Evaluate some integrals with hypergeometric function
There are some interesting integral problems:
$$\int_{0}^{\infty} \cos\left (\frac{x}{2} \right ) \left ( \cosh(x)-\frac{4x^{3/2}{}_1F_2\left ( 1;\frac{5}{4},\frac{7}{4};\frac{x^2}{4} \right ) }{3\sqrt{\pi} } \right )\text{d}x
=\frac{4}{5}.$$
$$\int_{0}^{\infty} e^{-x} \left ( \cosh(x)-\frac{4x^{3/2}{}_1F_2\left ( 1;\frac{5}{4},\frac{7}{4};\frac{x^2}{4} \right ) }{3\sqrt{\pi} } \right )\text{d}x
=\frac{3}{4}.$$
Where ${}_1F_2$ is generalized hypergeometric function.
My question is that:
- How to prove these closed expressions?
- Are there any generalizations?
Solution 1:
I present an approach using a well-known property of the Laplace Transform, which is typically a good approach for such integrals.
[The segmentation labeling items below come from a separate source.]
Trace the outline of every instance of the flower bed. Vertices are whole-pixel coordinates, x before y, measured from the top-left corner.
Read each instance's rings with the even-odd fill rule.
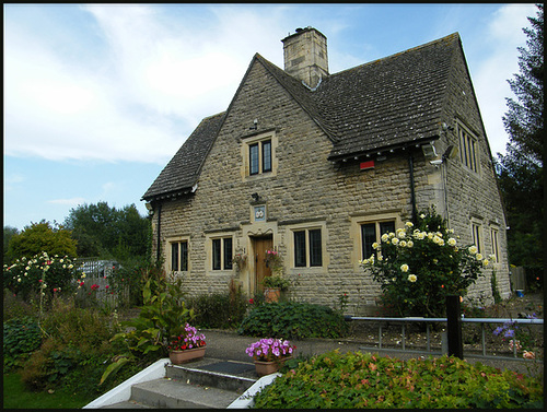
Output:
[[[333,351],[278,377],[255,408],[542,408],[538,379],[455,357],[400,361]]]

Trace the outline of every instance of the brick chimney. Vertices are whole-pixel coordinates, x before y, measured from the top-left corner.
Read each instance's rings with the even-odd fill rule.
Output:
[[[313,27],[283,38],[284,71],[315,89],[328,75],[327,38]]]

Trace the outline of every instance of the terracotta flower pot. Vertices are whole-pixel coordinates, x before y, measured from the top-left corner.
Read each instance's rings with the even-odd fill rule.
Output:
[[[187,349],[185,351],[171,351],[170,360],[173,365],[182,365],[187,362],[197,361],[205,356],[206,346]]]
[[[264,298],[267,303],[279,302],[281,296],[281,290],[279,287],[265,287]]]

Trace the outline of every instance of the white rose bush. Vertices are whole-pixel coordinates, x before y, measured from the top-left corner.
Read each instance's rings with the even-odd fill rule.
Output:
[[[4,287],[23,298],[36,292],[49,296],[69,292],[78,286],[79,275],[70,257],[48,256],[45,251],[3,266]]]
[[[464,296],[489,263],[475,245],[459,245],[434,210],[372,246],[360,264],[381,283],[381,303],[395,316],[444,316],[446,296]]]

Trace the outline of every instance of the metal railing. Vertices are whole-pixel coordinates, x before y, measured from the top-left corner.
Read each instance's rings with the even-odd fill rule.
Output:
[[[432,352],[431,351],[431,325],[432,323],[440,323],[440,322],[447,322],[446,318],[419,318],[419,317],[408,317],[408,318],[388,318],[388,317],[360,317],[360,316],[347,316],[347,320],[362,320],[362,321],[374,321],[379,322],[379,343],[377,348],[366,348],[366,346],[361,346],[361,349],[381,349],[384,351],[395,351],[395,352],[416,352],[416,353],[428,353],[428,354],[443,354],[446,353],[446,332],[443,332],[442,336],[442,342],[441,342],[441,352]],[[393,348],[385,348],[382,345],[382,328],[383,328],[383,322],[387,323],[401,323],[401,349],[393,349]],[[427,336],[427,351],[417,351],[417,350],[407,350],[406,349],[406,329],[407,325],[412,323],[412,322],[423,322],[426,323],[426,336]],[[480,356],[474,355],[475,357],[485,357],[485,358],[500,358],[500,357],[508,357],[508,356],[489,356],[487,355],[487,350],[486,350],[486,328],[485,326],[488,323],[511,323],[511,325],[544,325],[544,319],[502,319],[502,318],[465,318],[462,317],[462,322],[463,323],[479,323],[480,325],[480,331],[481,331],[481,349],[482,349],[482,354]],[[519,360],[517,357],[517,345],[513,345],[513,357]],[[543,362],[543,361],[542,361]]]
For the first integral: $$\int_{0}^{+\infty} f\left(x\right) g\left(x\right) \, dx = \int_{0}^{+\infty} \left(\mathcal{L} f\right)\left(y\right)\left(\mathcal{L}^{-1} g\right)\left( y\right) \, dy$$ Letting $f\left(x\right) = x \cos \left(\frac{x}{2}\right)\left(\cosh (x) -\frac{4x^{3/2} {}_{1} F_{2} \left(1;\frac{5}{4},\frac{7}{4};\frac{x^2}{4}\right)}{3\sqrt{\pi}}\right)$ and $g(x) = \frac{1}{x}$:
$$\left( \mathcal{L} f \right) (y) = \frac{2\sqrt{2}(9-20y(y-i))}{(2y-i)^{3/2}(5-4y(y-i))^2}-\frac{2\sqrt{2}(-9+20y(y+i))}{(2y+i)^{3/2}(5-4y(y+i))^2}+\frac{1}{(-2y+(2+i))^2}+\frac{1}{(2y-(2-i))^2}+\frac{1}{(2y+(2-i))^2}+\frac{1}{(2y+(2+i))^2}$$ (I am not able to write the derivation of the Laplace transform currently, but I will update my answer with the derivation soon) $$\left( \mathcal{L}^{-1} g \right) \left(y \right) = 1$$
This gives then: $$I = \int_{0}^{\infty} \frac{2\sqrt{2}(9-20y(y-i))}{(2y-i)^{3/2}(5-4y(y-i))^2}-\frac{2\sqrt{2}(-9+20y(y+i))}{(2y+i)^{3/2}(5-4y(y+i))^2}+\frac{1}{(-2y+(2+i))^2}+\frac{1}{(2y-(2-i))^2}+\frac{1}{(2y+(2-i))^2}+\frac{1}{(2y+(2+i))^2}\,dy$$ $$\implies I = \frac{1}{2}\left(\frac{1}{-2y-(2-i)}+\frac{1}{-2y+(2-i)}+\frac{1}{-2y+(2+i)}-\frac{1}{2y+(2+i)}+\frac{4}{\sqrt{y+\frac{i}{2}}(-5+4y(y+i))}+\frac{4}{(-5+4y(y-i))\sqrt{y-\frac{i}{2}}}\right) \Bigg]_{0}^{\infty} =\frac{4}{5}$$
As was to be shown. The same idea works for your second integral.